A farmer wanting to supply LDB with milk is given a uniquely identifiable churn which allows the volume of milk produced to be monitored. LDB gets the final products into the shops – 6,000 currently stock them – and is increasing the herders’ annual income. This year they expect incomes to be €408, up from €314 three years ago; a boost for the family and for the local economy.

Being able to demonstrate the impact of their business through these metrics is what’s attracting investors – funds such Investisseurs e Partenaires (I&P), PhiTrust Partennaires and the Grameen Credit Agricole Microfinance Foundation are involved.

Or take the pioneering Peterborough Social Impact Bonds (SIBs), which highlight the potential of social impact investments for some of the biggest social spenders – governments. Set up in England in 2010, it attracted £5 million from charitable trusts and foundations, which was given to a number of organisations with experience in cutting reoffending. Investors get a financial return if the reconviction rate falls by a certain percentage each year.

Both these case studies are examples of ‘social impact investing’. This is a broad term which covers a spectrum of activities from the philanthropic through to responsible and sustainable investment with a market rate of return, but where specific social objectives as well as financial return are targeted.

By bringing a third dimension, impact, to the 20th century capital market dimensions of risk and return, impact investing has the potential to transform our ability to build a better society for all.

Impact Investment: the invisible heart of markets

Such investing is explored in detail in this new report, ‘Impact Investment: the invisible heart of markets’, from the The Taskforce on Social Impact Investment, established by UK Prime Minister David Cameron under the UK’s presidency of the G8. It’s been published to highlight the potential of such investments to help solve some of society’s most pressing issues, from crime to poverty, homelessness to caring for the elderly.

“In driving the achievement of impact, social impact investment harnesses the forces of entrepreneurship and capital and the power of markets to do good. It brings the invisible heart of markets to guide their invisible hand,” said Sir Ronald Cohen, chairman of the Taskforce on Social Impact Investment.

And it’s growing fast. According to the latest study by the Global Impact Investment Network and JP Morgan, the amount invested by the 125 leading impact investors is forecast to grow by 19% this year. These investors include fund managers, banks, foundations, development finance institutions, pension funds, and non-profits. The approach addresses the growing belief amongst many that investment, not charity, is what will drive real change, that there “is no inevitable trade-off between financial and social return”, and that cross-sectoral collaboration can help tackle some of these old and tricky problems.

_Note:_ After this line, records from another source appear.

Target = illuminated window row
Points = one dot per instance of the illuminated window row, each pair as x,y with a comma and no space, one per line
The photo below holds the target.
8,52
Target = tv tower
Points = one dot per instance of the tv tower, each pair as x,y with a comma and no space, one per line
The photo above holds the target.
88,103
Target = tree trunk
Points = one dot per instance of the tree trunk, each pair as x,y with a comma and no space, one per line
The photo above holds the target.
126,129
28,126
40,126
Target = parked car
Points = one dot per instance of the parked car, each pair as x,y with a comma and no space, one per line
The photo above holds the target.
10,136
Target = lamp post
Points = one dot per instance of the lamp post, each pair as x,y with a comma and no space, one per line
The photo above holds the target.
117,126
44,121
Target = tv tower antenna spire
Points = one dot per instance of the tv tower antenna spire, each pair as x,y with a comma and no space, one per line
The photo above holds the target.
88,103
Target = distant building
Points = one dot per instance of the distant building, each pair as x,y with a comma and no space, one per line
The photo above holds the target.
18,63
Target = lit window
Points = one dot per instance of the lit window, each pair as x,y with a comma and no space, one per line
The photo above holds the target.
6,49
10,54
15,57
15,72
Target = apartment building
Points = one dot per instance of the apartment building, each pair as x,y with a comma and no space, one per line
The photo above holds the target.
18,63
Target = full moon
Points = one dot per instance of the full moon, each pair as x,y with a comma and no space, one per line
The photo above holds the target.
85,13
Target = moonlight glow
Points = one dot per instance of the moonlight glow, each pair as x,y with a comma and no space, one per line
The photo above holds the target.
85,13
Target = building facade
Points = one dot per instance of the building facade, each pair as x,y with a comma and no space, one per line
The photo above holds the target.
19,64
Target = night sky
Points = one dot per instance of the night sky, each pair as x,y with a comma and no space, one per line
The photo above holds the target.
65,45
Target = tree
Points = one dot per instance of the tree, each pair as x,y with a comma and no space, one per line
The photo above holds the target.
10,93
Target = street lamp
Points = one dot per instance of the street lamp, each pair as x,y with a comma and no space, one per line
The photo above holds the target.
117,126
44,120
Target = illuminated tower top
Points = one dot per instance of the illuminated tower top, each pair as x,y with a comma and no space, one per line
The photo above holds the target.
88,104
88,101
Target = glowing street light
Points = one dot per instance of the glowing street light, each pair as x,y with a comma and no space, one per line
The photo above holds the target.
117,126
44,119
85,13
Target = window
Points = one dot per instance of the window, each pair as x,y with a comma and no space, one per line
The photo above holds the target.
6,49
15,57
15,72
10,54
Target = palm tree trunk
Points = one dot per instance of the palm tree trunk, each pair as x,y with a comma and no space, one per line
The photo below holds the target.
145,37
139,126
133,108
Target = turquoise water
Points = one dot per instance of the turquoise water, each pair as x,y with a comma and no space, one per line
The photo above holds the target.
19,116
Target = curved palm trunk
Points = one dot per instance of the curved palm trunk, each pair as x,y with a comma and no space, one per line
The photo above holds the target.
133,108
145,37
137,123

And the report expects the millennial generation to play a part in the rise of impact investment. As they put it, “Members of the millennial generation that are entering the workforce today want their work to have a purpose beyond merely making money, whilst older generations too are ever less willing to settle for a compartmentalisation of how they earn a living and how they want the world to be.”

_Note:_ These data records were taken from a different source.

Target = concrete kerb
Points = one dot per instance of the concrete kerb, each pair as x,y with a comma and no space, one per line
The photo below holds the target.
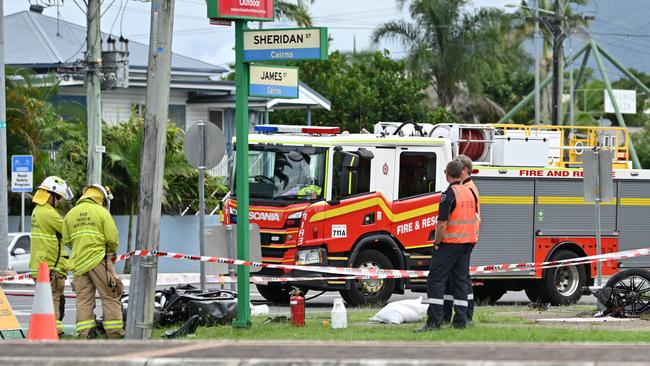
72,361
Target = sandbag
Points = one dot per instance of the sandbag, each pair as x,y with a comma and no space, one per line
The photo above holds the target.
403,311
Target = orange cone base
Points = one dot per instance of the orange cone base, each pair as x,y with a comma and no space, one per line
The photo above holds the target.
42,327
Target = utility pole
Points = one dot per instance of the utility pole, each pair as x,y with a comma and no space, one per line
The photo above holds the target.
4,208
139,323
558,62
93,92
538,50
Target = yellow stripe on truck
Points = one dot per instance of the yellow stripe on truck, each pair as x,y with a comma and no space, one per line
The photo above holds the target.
559,200
507,200
635,201
375,201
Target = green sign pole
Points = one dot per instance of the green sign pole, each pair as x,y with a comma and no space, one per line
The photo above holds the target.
241,173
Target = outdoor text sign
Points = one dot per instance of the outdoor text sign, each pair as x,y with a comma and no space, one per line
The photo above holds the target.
285,44
22,173
256,10
273,81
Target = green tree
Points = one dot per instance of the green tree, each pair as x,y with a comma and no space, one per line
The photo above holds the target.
297,11
454,48
38,125
363,89
524,28
590,101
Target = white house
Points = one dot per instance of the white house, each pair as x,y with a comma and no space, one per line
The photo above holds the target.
46,44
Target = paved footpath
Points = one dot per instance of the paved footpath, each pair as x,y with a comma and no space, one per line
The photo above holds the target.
231,353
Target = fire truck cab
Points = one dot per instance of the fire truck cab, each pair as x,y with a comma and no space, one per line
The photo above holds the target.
371,200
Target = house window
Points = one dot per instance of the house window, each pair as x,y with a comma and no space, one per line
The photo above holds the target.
177,115
23,243
417,173
216,117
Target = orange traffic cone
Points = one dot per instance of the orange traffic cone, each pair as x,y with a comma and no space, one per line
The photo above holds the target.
42,323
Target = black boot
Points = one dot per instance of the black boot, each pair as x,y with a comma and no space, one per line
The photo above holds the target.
427,327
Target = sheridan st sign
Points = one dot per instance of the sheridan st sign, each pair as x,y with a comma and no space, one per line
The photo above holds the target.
285,44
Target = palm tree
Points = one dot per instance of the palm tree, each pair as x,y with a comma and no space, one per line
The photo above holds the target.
453,47
526,30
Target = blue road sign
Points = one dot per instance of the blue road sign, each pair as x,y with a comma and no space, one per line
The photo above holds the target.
22,173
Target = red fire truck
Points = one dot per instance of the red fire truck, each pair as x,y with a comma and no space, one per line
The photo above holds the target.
371,200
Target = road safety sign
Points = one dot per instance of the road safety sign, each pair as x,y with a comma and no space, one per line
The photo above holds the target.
285,44
22,173
273,81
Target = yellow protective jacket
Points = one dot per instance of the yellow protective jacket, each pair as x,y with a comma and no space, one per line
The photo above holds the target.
90,231
46,245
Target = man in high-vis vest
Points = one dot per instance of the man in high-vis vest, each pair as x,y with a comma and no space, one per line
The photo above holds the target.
90,231
454,239
467,181
46,236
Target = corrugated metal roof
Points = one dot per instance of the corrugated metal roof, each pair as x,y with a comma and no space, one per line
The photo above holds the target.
31,39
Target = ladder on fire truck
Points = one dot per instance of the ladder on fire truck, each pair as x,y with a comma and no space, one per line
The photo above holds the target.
521,145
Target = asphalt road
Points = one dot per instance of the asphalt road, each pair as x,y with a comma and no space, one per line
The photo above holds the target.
299,353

Though aspects of impact investing have a long history in some countries, this is a relatively young space, and there is much to do to create the conditions for a robust and effective ecosystem. The report contains a number of recommendations, including: encouraging pension funds to include impact investments in their offer; enabling impact-driven businesses to lock-in their social mission through legal forms; appointing a senior government Minister to champion impact investment; and reforming legal and regulatory frameworks for charitable organisations to help them to embrace entrepreneurial risk-taking and innovation.

The rewards could be huge. Citing a 2010 JP Morgan and Rockefeller study, the report’s authors say that if their recommendations are followed, “there is the potential to quickly unleash up to $1 trillion of new investment to tackle social problems more innovatively and effectively”.